Le pouvoir communiste avait délibérément conservé à l’état de ruines la gigantesque église Notre-Dame comme mémorial du bombardement allié. Pourtant dès 1990, l’appel de Dresde (Ruf aus Dresden) touche une audience mondiale et cette association s’enrichit de quelque 5000 membres répartis dans plus de vingt pays dont l’« Association Reconstruction de la Frauenkirche à Dresde » en France. D’expositions en concerts, de donations en subventions, le projet de reconstruction trouve son véritable point de départ avec la mise en place de la Stiftung Frauenkirche Dresden sous le patronage du Land de Saxe et de l’Église protestante.

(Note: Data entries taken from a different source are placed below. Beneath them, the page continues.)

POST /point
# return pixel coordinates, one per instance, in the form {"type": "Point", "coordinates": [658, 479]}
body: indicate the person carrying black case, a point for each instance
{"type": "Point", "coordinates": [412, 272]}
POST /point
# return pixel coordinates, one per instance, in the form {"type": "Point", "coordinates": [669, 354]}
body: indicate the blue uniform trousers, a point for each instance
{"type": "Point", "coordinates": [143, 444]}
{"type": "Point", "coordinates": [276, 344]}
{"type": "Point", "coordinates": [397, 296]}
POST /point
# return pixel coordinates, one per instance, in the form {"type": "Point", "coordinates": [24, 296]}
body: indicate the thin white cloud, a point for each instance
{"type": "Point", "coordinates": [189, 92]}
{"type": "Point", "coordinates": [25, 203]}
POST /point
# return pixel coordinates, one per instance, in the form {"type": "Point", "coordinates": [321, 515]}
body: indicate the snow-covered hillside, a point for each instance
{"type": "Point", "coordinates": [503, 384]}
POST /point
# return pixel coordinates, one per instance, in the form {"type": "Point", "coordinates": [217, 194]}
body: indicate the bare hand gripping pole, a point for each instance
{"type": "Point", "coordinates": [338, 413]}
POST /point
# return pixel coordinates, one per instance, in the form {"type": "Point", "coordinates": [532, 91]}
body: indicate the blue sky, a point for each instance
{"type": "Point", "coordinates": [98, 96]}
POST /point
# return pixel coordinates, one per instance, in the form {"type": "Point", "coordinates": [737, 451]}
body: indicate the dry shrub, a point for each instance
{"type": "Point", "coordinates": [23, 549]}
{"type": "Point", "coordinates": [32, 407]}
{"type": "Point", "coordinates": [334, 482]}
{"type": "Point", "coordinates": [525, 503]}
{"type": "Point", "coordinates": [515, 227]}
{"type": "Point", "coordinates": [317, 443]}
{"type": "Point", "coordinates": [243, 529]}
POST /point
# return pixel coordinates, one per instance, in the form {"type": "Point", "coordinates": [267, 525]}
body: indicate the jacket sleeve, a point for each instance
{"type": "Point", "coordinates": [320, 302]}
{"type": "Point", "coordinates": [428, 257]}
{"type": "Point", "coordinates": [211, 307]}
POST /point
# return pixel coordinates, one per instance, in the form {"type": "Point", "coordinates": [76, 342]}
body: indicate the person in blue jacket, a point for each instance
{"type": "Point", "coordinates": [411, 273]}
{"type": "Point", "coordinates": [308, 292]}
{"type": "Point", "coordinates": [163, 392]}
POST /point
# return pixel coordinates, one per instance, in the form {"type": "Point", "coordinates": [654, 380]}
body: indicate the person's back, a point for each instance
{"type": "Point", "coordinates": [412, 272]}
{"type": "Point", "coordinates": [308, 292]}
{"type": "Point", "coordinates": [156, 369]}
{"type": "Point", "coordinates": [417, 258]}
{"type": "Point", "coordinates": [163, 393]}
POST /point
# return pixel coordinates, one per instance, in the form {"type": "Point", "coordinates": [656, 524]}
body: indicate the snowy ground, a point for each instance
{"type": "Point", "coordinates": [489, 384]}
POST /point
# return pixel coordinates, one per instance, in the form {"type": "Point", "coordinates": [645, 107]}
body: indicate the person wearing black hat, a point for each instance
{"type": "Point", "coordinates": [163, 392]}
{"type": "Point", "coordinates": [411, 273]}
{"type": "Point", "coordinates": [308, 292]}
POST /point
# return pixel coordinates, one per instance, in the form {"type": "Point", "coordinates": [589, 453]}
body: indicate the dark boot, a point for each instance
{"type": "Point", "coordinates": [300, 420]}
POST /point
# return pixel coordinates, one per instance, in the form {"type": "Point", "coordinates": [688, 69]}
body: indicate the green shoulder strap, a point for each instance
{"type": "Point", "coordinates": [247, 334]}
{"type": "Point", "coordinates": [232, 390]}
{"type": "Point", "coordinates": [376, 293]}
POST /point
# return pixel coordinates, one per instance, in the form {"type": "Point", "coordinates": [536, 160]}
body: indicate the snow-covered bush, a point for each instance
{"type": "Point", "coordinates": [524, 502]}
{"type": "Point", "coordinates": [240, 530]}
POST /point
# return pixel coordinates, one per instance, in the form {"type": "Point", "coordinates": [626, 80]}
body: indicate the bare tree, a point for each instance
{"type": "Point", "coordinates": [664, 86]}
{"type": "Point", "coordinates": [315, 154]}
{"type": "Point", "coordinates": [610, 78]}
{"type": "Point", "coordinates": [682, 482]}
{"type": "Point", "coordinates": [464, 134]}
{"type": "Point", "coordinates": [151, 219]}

Les travaux de reconstruction sont évalués à quelque 125 millions d’euros et vont devenir le symbole de la réconciliation grâce à la récupération des pierres de l’ancien édifice incorporées au nouveau bâtiment.
Aujourd’hui le temple luthérien a retrouvé son lustre d’antan et son dôme resplendit dans le ciel de Dresde. La croix dorée qui couronne la coupole a été offerte par l’Angleterre et ciselée par un artiste fils d’un des aviateurs de la Royal Navy Air Force qui largua ses bombes sur la ville. Geste de réconciliation s’il en est ! L’ensemble du bâtiment ressemble un peu à un damier géant car les anciennes pierres noircies contrastent avec les nouvelles d’une belle couleur crème. Pourtant d’ici quelques décennies, elles prendront toutes la même teinte d’ébène typique des pans de murs et des statues qui ont survécu aux raids alliés. En effet le grès saxon à haute teneur en manganèse noircit avec le temps. Un détail qui permet de décoder l’architecture de Dresde : ce qui est sombre a survécu aux affres de la guerre, le reste n’est que reconstruction.